Although insect wings are often used as an example of morphological novelty, the origin of insect wings remains a mystery and is regarded as a major conundrum in biology. Over a century of debates and observations have culminated in two prominent hypotheses on the origin of insect wings: the tergal hypothesis and the pleural hypothesis. However, despite accumulating efforts to unveil the origin of insect wings, neither hypothesis has been able to surpass the other. Recent investigations using the evolutionary developmental biology (evo-devo) approach have started shedding new light on this century-long debate. Here, we review these evo-devo studies and discuss how their findings may support a dual origin of insect wings, which could unify the two major hypotheses.

Larval RNA interference in the red flour beetle, Tribolium castaneum.

The red flour beetle, Tribolium castaneum, offers a repertoire of experimental tools for genetic and developmental studies, including a fully annotated genome sequence, transposon-based transgenesis, and effective RNA interference (RNAi). Among these advantages, RNAi-based gene knockdown techniques are at the core of Tribolium research. T. castaneum show a robust systemic RNAi response, making it possible to perform RNAi at any life stage by simply injecting double-stranded RNA (dsRNA) into the beetle's body cavity. In this report, we provide an overview of our larval RNAi technique in T. castaneum. The protocol includes (i) isolation of the proper stage of T. castaneum larvae for injection, (ii) preparation for the injection setting, and (iii) dsRNA injection. Larval RNAi is a simple, but powerful technique that provides us with quick access to loss-of-function phenotypes, including multiple gene knockdown phenotypes as well as a series of hypomorphic phenotypes. Since virtually all T. castaneum tissues are susceptible to extracellular dsRNA, the larval RNAi technique allows researchers to study a wide variety of tissues in diverse contexts, including the genetic basis of organismal responses to the outside environment. In addition, the simplicity of this technique stimulates more student involvement in research, making T. castaneum an ideal genetic system for use in a classroom setting.

Insights into insect wing origin provided by functional analysis of vestigial in the red flour beetle, Tribolium castaneum.
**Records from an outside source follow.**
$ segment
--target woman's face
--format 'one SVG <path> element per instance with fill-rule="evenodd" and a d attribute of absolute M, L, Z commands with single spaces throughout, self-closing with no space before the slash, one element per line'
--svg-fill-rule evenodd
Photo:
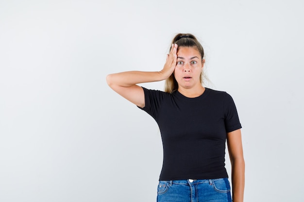
<path fill-rule="evenodd" d="M 196 47 L 179 47 L 177 61 L 174 72 L 174 77 L 178 83 L 178 88 L 191 89 L 200 82 L 201 73 L 204 60 Z"/>

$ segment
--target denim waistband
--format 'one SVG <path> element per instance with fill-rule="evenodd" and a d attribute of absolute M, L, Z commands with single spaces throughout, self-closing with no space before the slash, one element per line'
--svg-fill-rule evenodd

Despite accumulating efforts to unveil the origin of insect wings, it remains one of the principal mysteries in evolution. Currently, there are two prominent models regarding insect wing origin: one connecting the origin to the paranotal lobe and the other to the proximodorsal leg branch (exite). However, neither hypothesis has been able to surpass the other. To approach this conundrum, we focused our analysis on vestigial (vg), a critical wing gene initially identified in Drosophila. Our investigation in Tribolium (Coleoptera) has revealed that, despite the well-accepted view of vg as an essential wing gene, there are two groups of vg-dependent tissues in the "wingless" first thoracic segment (T1). We show that one of these tissues, the carinated margin, also depends on other factors essential for wing development (such as Wingless signal and apterous), and has nubbin enhancer activity. In addition, our homeotic mutant analysis shows that wing transformation in T1 originates from both the carinated margin and the other vg-dependent tissue, the pleural structures (trochantin and epimeron). Intriguingly, these two tissues may actually be homologous to the two proposed wing origins (paranotal lobes and exite bearing proximal leg segments). Therefore, our findings suggest that the vg-dependent tissues in T1 could be wing serial homologs present in a more ancestral state, thus providing compelling functional evidence for the dual origin of insect wings.